1. A sound-pickup device comprising:
input means configured to input a plurality of sound signals;
sound-directivity-generation means configured to generate a plurality of sound-directional signals in all circumferential directions from the sound signals;
scanning means configured to scan and output the sound-directional signals in order of directivity directions; and
vector-synthesis means configured to select at least one specified-direction signal transmitted from the scanning means and synthesize a specified direction,
wherein at least one signal output from the vector-synthesis means is processed to be a plurality of sound-output channels.
2. The sound-pickup device according to claim 1, wherein the input means includes:
a first bidirectional microphone having a bidirectional directivity in a predetermined direction;
a second bidirectional microphone having another bidirectional directivity in a direction perpendicular to the predetermined direction; and
a non-directional microphone having no directivity.
3. The sound-pickup device according to claim 1, wherein the input means includes four non-directional microphones having no directivity, the non-directional microphones being provided on vertexes of a quadrilateral, where a straight line establishing a link between two of the vertexes opposite to one another is perpendicular to a straight line establishing a link between the other two of the vertexes.

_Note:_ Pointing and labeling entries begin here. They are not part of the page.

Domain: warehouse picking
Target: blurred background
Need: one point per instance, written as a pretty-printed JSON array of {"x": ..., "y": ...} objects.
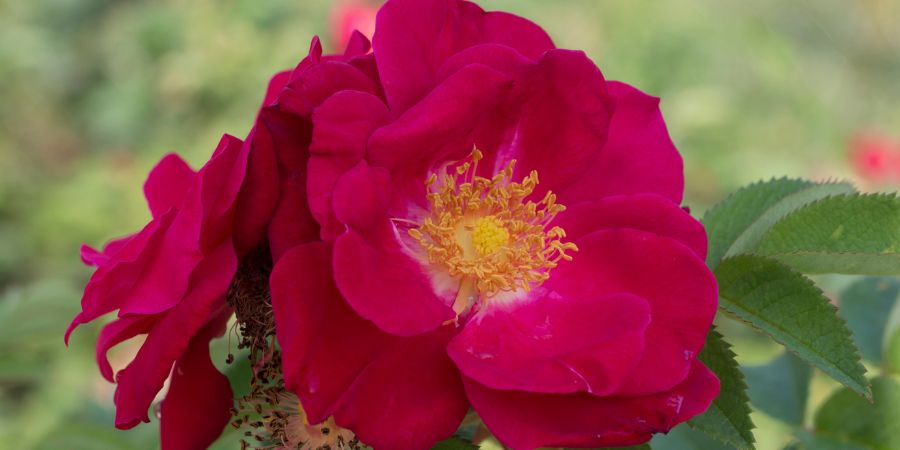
[{"x": 93, "y": 92}]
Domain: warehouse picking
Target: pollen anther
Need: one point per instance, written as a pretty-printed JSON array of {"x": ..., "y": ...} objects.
[{"x": 484, "y": 231}]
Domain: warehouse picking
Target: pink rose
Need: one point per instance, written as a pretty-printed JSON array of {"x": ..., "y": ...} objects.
[
  {"x": 169, "y": 281},
  {"x": 500, "y": 229}
]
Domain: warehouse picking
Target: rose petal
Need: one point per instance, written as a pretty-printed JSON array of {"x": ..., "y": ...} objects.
[
  {"x": 525, "y": 420},
  {"x": 288, "y": 136},
  {"x": 413, "y": 38},
  {"x": 554, "y": 345},
  {"x": 139, "y": 383},
  {"x": 561, "y": 112},
  {"x": 341, "y": 129},
  {"x": 277, "y": 84},
  {"x": 311, "y": 86},
  {"x": 325, "y": 345},
  {"x": 442, "y": 126},
  {"x": 409, "y": 398},
  {"x": 639, "y": 156},
  {"x": 204, "y": 221},
  {"x": 198, "y": 404},
  {"x": 645, "y": 212},
  {"x": 116, "y": 332},
  {"x": 121, "y": 269},
  {"x": 385, "y": 285},
  {"x": 168, "y": 184},
  {"x": 675, "y": 282},
  {"x": 398, "y": 393},
  {"x": 258, "y": 196}
]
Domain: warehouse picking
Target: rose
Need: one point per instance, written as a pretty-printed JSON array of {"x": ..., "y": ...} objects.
[
  {"x": 449, "y": 276},
  {"x": 169, "y": 280}
]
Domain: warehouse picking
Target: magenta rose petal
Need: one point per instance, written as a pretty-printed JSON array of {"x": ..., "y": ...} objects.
[
  {"x": 167, "y": 183},
  {"x": 169, "y": 338},
  {"x": 562, "y": 119},
  {"x": 338, "y": 363},
  {"x": 198, "y": 404},
  {"x": 409, "y": 398},
  {"x": 116, "y": 332},
  {"x": 516, "y": 32},
  {"x": 675, "y": 282},
  {"x": 645, "y": 212},
  {"x": 554, "y": 345},
  {"x": 385, "y": 285},
  {"x": 341, "y": 129},
  {"x": 526, "y": 420},
  {"x": 415, "y": 37},
  {"x": 276, "y": 85},
  {"x": 119, "y": 269},
  {"x": 639, "y": 157},
  {"x": 325, "y": 345},
  {"x": 197, "y": 226},
  {"x": 311, "y": 86},
  {"x": 443, "y": 125},
  {"x": 288, "y": 137},
  {"x": 499, "y": 57}
]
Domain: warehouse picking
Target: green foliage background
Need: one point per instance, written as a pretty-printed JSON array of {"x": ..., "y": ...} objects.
[{"x": 93, "y": 92}]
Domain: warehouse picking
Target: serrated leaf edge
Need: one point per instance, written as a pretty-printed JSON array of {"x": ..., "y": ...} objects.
[
  {"x": 745, "y": 400},
  {"x": 867, "y": 391}
]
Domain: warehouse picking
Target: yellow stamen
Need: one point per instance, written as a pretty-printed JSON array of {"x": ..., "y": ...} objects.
[{"x": 485, "y": 232}]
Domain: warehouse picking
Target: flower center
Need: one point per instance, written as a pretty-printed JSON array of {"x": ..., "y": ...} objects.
[
  {"x": 485, "y": 231},
  {"x": 489, "y": 235}
]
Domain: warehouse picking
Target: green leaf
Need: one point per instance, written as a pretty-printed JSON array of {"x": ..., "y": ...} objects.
[
  {"x": 847, "y": 418},
  {"x": 891, "y": 343},
  {"x": 810, "y": 441},
  {"x": 866, "y": 306},
  {"x": 455, "y": 443},
  {"x": 683, "y": 437},
  {"x": 852, "y": 234},
  {"x": 780, "y": 388},
  {"x": 728, "y": 418},
  {"x": 635, "y": 447},
  {"x": 737, "y": 223},
  {"x": 792, "y": 310}
]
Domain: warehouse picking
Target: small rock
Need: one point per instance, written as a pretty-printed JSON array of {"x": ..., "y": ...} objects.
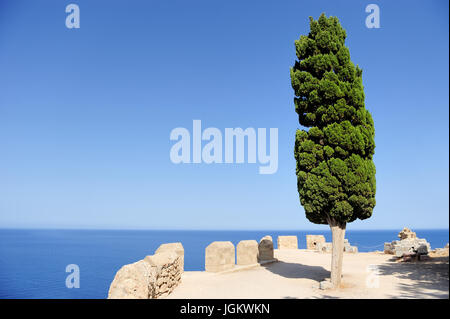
[{"x": 324, "y": 285}]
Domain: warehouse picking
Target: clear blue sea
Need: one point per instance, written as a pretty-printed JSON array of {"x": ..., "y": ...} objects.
[{"x": 33, "y": 262}]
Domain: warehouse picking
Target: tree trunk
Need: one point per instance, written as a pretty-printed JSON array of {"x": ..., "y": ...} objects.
[{"x": 338, "y": 233}]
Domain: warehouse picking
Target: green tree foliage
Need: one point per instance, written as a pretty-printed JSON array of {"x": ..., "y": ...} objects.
[{"x": 335, "y": 169}]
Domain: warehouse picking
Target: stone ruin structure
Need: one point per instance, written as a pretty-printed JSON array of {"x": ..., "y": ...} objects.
[
  {"x": 287, "y": 242},
  {"x": 247, "y": 252},
  {"x": 153, "y": 277},
  {"x": 318, "y": 243},
  {"x": 158, "y": 275},
  {"x": 408, "y": 246},
  {"x": 265, "y": 249},
  {"x": 220, "y": 255},
  {"x": 313, "y": 241}
]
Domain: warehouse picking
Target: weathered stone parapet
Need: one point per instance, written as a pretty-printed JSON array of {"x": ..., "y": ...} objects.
[
  {"x": 325, "y": 247},
  {"x": 133, "y": 281},
  {"x": 406, "y": 233},
  {"x": 247, "y": 252},
  {"x": 287, "y": 242},
  {"x": 265, "y": 249},
  {"x": 219, "y": 256},
  {"x": 168, "y": 272},
  {"x": 408, "y": 245},
  {"x": 153, "y": 277},
  {"x": 173, "y": 247},
  {"x": 313, "y": 241}
]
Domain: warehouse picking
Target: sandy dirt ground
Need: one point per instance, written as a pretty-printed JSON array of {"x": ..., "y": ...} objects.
[{"x": 298, "y": 272}]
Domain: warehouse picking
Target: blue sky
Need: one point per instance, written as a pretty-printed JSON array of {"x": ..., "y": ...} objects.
[{"x": 85, "y": 114}]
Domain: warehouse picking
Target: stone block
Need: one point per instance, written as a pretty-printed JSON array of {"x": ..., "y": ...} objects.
[
  {"x": 265, "y": 249},
  {"x": 219, "y": 256},
  {"x": 134, "y": 281},
  {"x": 247, "y": 252},
  {"x": 287, "y": 242},
  {"x": 173, "y": 247},
  {"x": 312, "y": 241},
  {"x": 325, "y": 247}
]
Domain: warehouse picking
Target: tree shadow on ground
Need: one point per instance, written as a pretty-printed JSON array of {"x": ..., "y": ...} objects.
[
  {"x": 422, "y": 279},
  {"x": 294, "y": 270}
]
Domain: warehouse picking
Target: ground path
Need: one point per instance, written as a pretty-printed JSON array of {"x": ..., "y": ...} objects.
[{"x": 298, "y": 272}]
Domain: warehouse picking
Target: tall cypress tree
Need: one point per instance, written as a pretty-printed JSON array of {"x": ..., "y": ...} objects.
[{"x": 334, "y": 154}]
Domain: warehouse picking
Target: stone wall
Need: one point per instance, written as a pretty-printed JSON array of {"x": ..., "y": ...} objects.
[
  {"x": 322, "y": 246},
  {"x": 287, "y": 242},
  {"x": 219, "y": 256},
  {"x": 168, "y": 267},
  {"x": 313, "y": 241},
  {"x": 247, "y": 252},
  {"x": 265, "y": 249},
  {"x": 173, "y": 247},
  {"x": 408, "y": 244},
  {"x": 153, "y": 277}
]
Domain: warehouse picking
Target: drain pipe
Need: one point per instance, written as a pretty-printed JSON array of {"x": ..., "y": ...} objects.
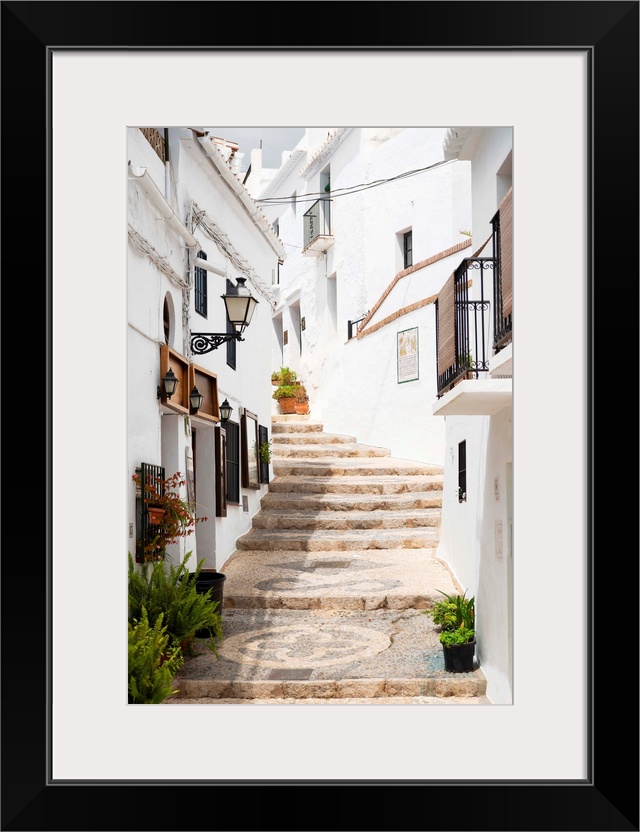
[
  {"x": 167, "y": 170},
  {"x": 141, "y": 177}
]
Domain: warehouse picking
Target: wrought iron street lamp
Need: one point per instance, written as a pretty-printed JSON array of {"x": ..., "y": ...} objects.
[{"x": 240, "y": 306}]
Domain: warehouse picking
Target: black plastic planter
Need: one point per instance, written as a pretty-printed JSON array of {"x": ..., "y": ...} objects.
[
  {"x": 210, "y": 579},
  {"x": 214, "y": 581},
  {"x": 458, "y": 658}
]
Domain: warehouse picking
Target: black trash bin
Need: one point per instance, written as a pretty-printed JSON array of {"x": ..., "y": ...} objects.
[{"x": 209, "y": 579}]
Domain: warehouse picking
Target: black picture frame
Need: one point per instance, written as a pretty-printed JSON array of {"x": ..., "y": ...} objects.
[
  {"x": 250, "y": 460},
  {"x": 608, "y": 799}
]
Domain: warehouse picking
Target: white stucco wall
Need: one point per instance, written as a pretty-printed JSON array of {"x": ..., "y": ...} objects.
[
  {"x": 163, "y": 439},
  {"x": 353, "y": 387},
  {"x": 473, "y": 532}
]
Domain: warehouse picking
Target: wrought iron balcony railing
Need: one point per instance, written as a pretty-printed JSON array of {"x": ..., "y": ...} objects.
[
  {"x": 502, "y": 279},
  {"x": 317, "y": 221},
  {"x": 462, "y": 324}
]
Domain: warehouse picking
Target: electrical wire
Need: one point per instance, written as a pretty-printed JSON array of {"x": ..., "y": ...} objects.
[{"x": 352, "y": 189}]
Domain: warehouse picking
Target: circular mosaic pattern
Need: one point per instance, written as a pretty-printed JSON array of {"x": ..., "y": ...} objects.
[{"x": 300, "y": 646}]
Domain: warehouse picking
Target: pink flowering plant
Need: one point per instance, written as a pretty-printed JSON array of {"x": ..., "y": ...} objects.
[{"x": 178, "y": 515}]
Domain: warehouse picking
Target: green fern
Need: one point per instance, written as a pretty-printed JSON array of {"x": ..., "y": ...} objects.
[
  {"x": 170, "y": 590},
  {"x": 152, "y": 662}
]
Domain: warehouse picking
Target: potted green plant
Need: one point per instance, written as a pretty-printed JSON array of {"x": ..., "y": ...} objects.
[
  {"x": 285, "y": 395},
  {"x": 152, "y": 661},
  {"x": 264, "y": 451},
  {"x": 285, "y": 376},
  {"x": 172, "y": 592},
  {"x": 170, "y": 514},
  {"x": 465, "y": 362},
  {"x": 302, "y": 400},
  {"x": 455, "y": 615}
]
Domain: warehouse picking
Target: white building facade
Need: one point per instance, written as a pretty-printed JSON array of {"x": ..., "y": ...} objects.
[
  {"x": 193, "y": 231},
  {"x": 395, "y": 308},
  {"x": 477, "y": 512},
  {"x": 372, "y": 220}
]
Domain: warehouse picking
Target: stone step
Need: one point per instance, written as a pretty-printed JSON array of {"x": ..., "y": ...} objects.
[
  {"x": 345, "y": 467},
  {"x": 345, "y": 520},
  {"x": 367, "y": 579},
  {"x": 353, "y": 484},
  {"x": 324, "y": 654},
  {"x": 311, "y": 437},
  {"x": 294, "y": 424},
  {"x": 339, "y": 541},
  {"x": 333, "y": 450},
  {"x": 296, "y": 501}
]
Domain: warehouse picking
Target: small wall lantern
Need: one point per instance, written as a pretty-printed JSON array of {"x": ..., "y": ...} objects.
[
  {"x": 225, "y": 410},
  {"x": 169, "y": 383}
]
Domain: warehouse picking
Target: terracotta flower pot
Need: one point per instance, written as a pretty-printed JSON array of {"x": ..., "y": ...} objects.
[
  {"x": 287, "y": 404},
  {"x": 155, "y": 514}
]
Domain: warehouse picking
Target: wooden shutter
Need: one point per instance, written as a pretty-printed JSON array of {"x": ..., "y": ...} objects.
[
  {"x": 446, "y": 326},
  {"x": 506, "y": 252},
  {"x": 221, "y": 471}
]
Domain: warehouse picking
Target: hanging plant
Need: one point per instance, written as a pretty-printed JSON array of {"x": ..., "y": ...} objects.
[{"x": 170, "y": 515}]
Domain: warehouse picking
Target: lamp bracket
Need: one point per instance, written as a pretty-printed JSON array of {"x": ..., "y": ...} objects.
[{"x": 203, "y": 342}]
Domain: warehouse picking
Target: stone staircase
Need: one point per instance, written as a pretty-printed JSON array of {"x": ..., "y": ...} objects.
[{"x": 324, "y": 596}]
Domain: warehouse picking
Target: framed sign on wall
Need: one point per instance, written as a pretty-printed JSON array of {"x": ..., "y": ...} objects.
[{"x": 408, "y": 355}]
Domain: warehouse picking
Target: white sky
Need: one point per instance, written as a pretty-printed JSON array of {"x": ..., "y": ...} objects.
[{"x": 275, "y": 140}]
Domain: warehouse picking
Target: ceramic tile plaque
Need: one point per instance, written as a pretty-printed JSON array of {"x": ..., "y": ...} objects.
[{"x": 408, "y": 355}]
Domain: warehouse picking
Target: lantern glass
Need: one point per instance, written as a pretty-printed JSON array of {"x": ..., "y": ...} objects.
[
  {"x": 170, "y": 383},
  {"x": 225, "y": 410},
  {"x": 195, "y": 397}
]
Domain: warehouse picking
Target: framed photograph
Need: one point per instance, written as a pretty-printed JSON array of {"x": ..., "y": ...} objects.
[{"x": 77, "y": 758}]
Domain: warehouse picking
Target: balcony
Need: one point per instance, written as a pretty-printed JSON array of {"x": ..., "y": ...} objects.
[
  {"x": 474, "y": 329},
  {"x": 317, "y": 228}
]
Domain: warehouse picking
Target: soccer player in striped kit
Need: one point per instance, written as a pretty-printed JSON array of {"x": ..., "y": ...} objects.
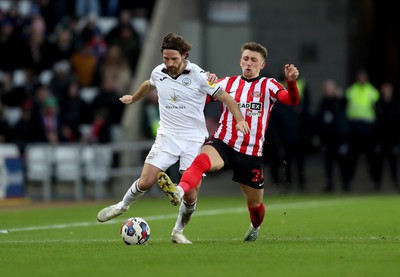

4. The sound-pickup device according to claim 1, wherein the input means includes:
a first directional microphone having a directivity in a predetermined direction;
a second directional microphone having another directivity in a direction opposite to the predetermined direction; and
a bidirectional microphone having a bidirectional directivity in a direction perpendicular to the predetermined direction.
5. The sound-pickup device according to claim 1, wherein the sound-directivity-generation means includes:
an addition-and-synthesis unit configured to add and synthesize output signals transmitted from a first bidirectional microphone, a second bidirectional microphone, and a non-directional microphone, the output signals being transmitted from the input means according to claim 2; and
addition-and-synthesis-unit-level-adjustment means configured to adjust and output a level of the addition-and-synthesis unit according to a sound-directivity-generation direction.
6. The sound-pickup device according to claim 1, wherein the sound-directivity-generation means includes:
addition means configured to generate a non-directional signal by adding at least two arbitrary output signals of output signals of four non-directional microphones, the output signals being transmitted from the input means, according to claim 3;
subtraction means configured to generate two bidirectional signals by performing a subtraction between output signals that are opposite to each other of the output signals of the four non-directional microphones;
an addition-and-synthesis unit configured to add and synthesize the non-directional signal and the bidirectional signal; and
addition-and-synthesis-unit-level-adjustment means configured to adjust and output a level of the addition-and-synthesis unit according to a sound-directivity-generation direction.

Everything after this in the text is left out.